Lo que nos distingue de los que no creen es precisamente que amamos a los que no nos aman, y hacemos bien a los que no nos hacen bien a nosotros. Porque amar a los que nos aman y hacer el bien a los que nos hacen el bien a nosotros es lo que hacen todos sin ser seguidores de Jesús.
Dios es bueno con todos, también con los malvados y desagradecidos, así tenemos que actuar nosotros también
Al que te pegue en una mejilla, preséntale la otra; al que te quite la capa, déjale también la túnica. A quien te pide, dale; al que se lleve lo tuyo, no se lo reclames.
A esto inconscientemente nos resistimos, nos parece de tontos. Lo lógico es que, si uno te pega, te defiendas; si uno te quita lo tuyo, se lo reclames.
Pero ese no es el estilo de vida que Jesús pide a sus seguidores. Su estilo, y en lo que conocerán los demás que somos discípulos de Cristo, es que seamos capaces de olvidar, de perdonar, de hacer borrón y cuenta nueva con los que nos ofenden, con los que no nos quieren.
Si la señal de cristiano es el amor. Si el mandamiento nuevo consiste en amarnos unos a otros como Él nos ha amado, el amor se concreta en el perdón, en olvidar y perdonar las ofensas porque, donde no hay perdón, no hay amor.
El amor se concreta en el perdón, en olvidar y perdonar las ofensas
«Tratad a los demás como queréis que ellos os traten». Esta debe ser la norma principal de nuestra conducta. Si queremos que los demás nos comprendan, nosotros debemos comprenderlos a ellos; si queremos que los demás nos amen, tenemos que amarlos; si queremos que los demás nos perdonen, tenemos que perdonarlos; si queremos que los demás no nos juzguen, hemos de no juzgarlos nosotros a ellos.

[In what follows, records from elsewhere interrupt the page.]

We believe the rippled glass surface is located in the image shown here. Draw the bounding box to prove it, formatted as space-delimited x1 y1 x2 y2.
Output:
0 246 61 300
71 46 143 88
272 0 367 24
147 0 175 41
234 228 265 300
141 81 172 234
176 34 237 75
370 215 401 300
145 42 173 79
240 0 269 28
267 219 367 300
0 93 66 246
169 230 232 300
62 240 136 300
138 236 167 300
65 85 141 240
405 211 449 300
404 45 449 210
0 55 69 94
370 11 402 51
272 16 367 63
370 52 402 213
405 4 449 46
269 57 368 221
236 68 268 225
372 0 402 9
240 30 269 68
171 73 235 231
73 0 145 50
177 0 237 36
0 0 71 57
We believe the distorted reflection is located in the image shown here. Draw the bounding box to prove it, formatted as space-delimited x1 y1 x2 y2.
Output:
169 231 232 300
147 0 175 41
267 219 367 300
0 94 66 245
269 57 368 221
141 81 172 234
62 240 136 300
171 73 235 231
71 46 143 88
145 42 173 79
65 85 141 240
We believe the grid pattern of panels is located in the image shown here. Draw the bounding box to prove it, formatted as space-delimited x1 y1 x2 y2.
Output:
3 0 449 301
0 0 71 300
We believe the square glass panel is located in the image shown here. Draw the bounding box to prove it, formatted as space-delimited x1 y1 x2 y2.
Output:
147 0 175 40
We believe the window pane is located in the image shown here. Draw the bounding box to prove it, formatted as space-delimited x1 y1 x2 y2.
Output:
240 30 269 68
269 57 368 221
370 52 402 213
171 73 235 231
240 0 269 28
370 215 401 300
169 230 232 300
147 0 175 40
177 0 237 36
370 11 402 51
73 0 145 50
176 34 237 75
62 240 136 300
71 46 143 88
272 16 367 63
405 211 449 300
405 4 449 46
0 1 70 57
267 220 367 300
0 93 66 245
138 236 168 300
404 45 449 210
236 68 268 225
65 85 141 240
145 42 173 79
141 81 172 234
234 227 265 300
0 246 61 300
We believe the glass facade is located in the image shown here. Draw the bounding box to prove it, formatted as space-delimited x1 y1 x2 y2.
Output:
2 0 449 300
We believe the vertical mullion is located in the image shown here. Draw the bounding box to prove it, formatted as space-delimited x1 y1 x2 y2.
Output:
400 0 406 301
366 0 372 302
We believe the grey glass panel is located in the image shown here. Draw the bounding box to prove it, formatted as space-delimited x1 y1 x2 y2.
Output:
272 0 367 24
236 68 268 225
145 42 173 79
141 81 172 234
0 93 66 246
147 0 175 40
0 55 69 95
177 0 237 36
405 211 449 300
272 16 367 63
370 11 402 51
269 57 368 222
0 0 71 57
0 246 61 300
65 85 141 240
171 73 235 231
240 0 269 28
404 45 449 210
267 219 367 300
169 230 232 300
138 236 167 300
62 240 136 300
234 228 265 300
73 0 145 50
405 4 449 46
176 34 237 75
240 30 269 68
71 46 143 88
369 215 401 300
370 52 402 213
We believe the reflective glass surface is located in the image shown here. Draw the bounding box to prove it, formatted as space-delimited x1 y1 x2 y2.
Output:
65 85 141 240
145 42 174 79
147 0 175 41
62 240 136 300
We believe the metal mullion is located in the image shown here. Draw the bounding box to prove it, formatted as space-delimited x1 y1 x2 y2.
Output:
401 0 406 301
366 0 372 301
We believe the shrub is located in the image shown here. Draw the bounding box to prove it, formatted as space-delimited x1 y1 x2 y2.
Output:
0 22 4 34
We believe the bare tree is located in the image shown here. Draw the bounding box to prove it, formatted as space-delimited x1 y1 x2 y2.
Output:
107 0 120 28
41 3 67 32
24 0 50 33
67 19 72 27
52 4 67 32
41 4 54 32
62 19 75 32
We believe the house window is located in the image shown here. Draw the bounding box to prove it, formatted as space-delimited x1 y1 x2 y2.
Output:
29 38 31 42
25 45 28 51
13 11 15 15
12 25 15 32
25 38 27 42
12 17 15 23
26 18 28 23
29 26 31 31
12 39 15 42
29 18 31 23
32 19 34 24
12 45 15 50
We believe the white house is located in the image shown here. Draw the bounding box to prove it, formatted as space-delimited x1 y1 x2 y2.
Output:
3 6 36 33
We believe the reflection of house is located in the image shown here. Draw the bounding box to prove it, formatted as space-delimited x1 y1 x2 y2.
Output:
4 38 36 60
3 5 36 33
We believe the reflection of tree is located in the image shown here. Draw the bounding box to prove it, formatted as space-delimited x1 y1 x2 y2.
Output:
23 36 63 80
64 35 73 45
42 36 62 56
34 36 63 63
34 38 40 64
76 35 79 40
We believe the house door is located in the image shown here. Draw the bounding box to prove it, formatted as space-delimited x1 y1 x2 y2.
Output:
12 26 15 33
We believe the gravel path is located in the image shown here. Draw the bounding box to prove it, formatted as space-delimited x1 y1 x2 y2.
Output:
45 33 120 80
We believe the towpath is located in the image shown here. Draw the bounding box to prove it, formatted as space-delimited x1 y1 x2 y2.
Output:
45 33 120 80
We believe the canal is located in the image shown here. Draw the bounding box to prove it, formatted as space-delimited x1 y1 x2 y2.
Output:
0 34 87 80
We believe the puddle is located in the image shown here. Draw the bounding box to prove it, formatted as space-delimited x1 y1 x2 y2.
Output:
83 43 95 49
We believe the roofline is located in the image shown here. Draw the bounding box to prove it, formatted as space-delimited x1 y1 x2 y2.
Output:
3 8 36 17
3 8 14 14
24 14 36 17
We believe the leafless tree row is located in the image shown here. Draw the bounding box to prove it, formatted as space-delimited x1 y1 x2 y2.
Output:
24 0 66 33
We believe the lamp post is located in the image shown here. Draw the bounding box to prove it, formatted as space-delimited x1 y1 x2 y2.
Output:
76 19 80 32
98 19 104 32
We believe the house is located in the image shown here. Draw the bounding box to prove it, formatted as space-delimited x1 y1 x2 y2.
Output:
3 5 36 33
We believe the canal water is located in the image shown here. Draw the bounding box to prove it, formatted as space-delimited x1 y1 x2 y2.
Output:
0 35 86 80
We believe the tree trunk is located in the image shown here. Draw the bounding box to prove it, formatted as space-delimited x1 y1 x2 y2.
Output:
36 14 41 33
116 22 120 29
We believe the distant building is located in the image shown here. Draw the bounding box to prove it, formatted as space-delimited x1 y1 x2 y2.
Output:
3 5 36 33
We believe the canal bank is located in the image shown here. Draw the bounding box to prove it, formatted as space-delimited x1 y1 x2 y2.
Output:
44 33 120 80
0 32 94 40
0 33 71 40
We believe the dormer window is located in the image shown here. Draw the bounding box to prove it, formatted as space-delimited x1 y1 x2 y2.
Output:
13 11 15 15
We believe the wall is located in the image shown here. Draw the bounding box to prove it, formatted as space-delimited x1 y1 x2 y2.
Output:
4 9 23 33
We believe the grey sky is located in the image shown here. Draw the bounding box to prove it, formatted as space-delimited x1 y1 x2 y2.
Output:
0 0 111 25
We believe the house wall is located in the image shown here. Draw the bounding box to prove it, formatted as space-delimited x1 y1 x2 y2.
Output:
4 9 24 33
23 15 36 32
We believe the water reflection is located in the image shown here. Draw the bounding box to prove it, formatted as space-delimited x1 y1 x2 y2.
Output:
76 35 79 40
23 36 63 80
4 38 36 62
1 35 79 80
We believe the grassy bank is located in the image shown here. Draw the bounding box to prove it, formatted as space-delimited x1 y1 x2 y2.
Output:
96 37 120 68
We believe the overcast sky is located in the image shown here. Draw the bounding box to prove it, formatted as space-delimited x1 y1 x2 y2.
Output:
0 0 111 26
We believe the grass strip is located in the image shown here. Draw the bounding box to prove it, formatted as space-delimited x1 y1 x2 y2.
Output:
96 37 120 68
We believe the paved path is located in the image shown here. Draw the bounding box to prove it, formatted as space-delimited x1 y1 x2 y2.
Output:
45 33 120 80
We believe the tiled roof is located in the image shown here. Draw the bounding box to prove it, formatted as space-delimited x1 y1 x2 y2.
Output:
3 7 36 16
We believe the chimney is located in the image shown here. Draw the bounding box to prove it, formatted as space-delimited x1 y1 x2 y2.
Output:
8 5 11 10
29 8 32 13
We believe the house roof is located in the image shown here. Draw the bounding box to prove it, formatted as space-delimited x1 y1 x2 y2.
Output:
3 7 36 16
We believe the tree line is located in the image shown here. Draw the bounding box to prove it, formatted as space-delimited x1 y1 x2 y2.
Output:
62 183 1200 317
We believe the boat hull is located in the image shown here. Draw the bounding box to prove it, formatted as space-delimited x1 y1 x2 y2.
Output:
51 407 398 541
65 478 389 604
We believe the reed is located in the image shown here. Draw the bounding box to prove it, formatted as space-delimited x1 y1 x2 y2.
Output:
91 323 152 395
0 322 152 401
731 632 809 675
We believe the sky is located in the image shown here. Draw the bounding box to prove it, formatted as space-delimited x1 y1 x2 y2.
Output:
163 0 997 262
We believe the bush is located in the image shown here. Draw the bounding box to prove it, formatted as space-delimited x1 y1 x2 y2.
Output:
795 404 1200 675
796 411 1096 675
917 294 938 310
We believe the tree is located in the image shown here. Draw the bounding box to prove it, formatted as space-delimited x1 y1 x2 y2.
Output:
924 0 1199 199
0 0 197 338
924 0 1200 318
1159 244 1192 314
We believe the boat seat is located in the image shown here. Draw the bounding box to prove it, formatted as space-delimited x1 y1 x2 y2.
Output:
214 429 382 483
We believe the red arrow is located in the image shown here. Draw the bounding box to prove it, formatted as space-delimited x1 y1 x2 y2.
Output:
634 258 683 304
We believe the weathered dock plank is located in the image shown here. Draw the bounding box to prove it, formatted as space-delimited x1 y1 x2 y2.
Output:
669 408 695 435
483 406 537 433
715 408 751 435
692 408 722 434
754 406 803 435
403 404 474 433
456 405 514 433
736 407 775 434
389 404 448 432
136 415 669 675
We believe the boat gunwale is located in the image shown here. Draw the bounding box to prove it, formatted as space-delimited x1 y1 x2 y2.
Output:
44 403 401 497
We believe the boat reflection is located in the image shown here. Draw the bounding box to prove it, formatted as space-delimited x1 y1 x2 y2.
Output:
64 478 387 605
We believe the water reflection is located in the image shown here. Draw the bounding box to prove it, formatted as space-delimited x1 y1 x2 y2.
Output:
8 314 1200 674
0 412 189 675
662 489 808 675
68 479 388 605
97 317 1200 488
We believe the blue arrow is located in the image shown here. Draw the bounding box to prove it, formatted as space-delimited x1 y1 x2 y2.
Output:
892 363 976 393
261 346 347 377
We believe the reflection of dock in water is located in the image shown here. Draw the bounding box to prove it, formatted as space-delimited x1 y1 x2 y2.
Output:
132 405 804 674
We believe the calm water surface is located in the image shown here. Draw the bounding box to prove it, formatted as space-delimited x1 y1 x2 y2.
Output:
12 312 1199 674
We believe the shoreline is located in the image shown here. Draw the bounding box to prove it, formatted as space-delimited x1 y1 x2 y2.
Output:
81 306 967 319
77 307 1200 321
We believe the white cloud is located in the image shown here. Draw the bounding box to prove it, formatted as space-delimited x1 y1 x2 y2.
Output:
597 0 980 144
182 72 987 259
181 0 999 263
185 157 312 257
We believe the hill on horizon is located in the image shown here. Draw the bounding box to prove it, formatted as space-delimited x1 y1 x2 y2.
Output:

Cristo nos pone a Dios como modelo a quien imitar y nos dice: «Amad a vuestros enemigos, haced el bien y prestad sin esperar nada; será grande vuestra recompensa y seréis hijos del Altísimo, porque él es bueno con los malvados y desagradecidos».
Dios es bueno con todos, también con los malvados y desagradecidos, así tenemos que actuar nosotros también. Solo cuando lo hagamos seremos de verdad hijos del Altísimo.
Sed compasivos como vuestro Padre es compasivo; no juzguéis, y no seréis juzgados; no condenéis, y no seréis condenados; perdonad, y seréis perdonados; dad, y se os dará.
Ser compasivos es compadecerse de los fallos, los pecados y las debilidades de los demás, como Dios hace con nosotros, que nos perdona, se compadece de nosotros cuando nosotros le pedimos perdón de nuestros pecados.
No juzgar a los demás es no juzgar, no es juzgar a todo el que se nos presente y condenarlo sin compasión alguna, porque decimos que se lo merece, o porque nos cae mal, o porque nos ha hecho lo que sea que no nos ha gustado, o porque somos así. Lo que Cristo ha querido decirnos cuando habla de ser compasivos, de no juzgar, de perdonar, de dar, es eso, y sin rebajas.
La generosidad con los demás debe llevarnos a saberlos perdonar, a dar de lo nuestro porque solo así se hará lo mismo con nosotros.
El pasaje del sermón de la montaña no tiene desperdicio, ni permite rebajas. Hemos de tratar de vivirlo, aunque no lo consigamos a la primera intención, será cuestión de intentarlo, e ir poco a poco, pero avanzando para que sea una realidad en nuestra vida.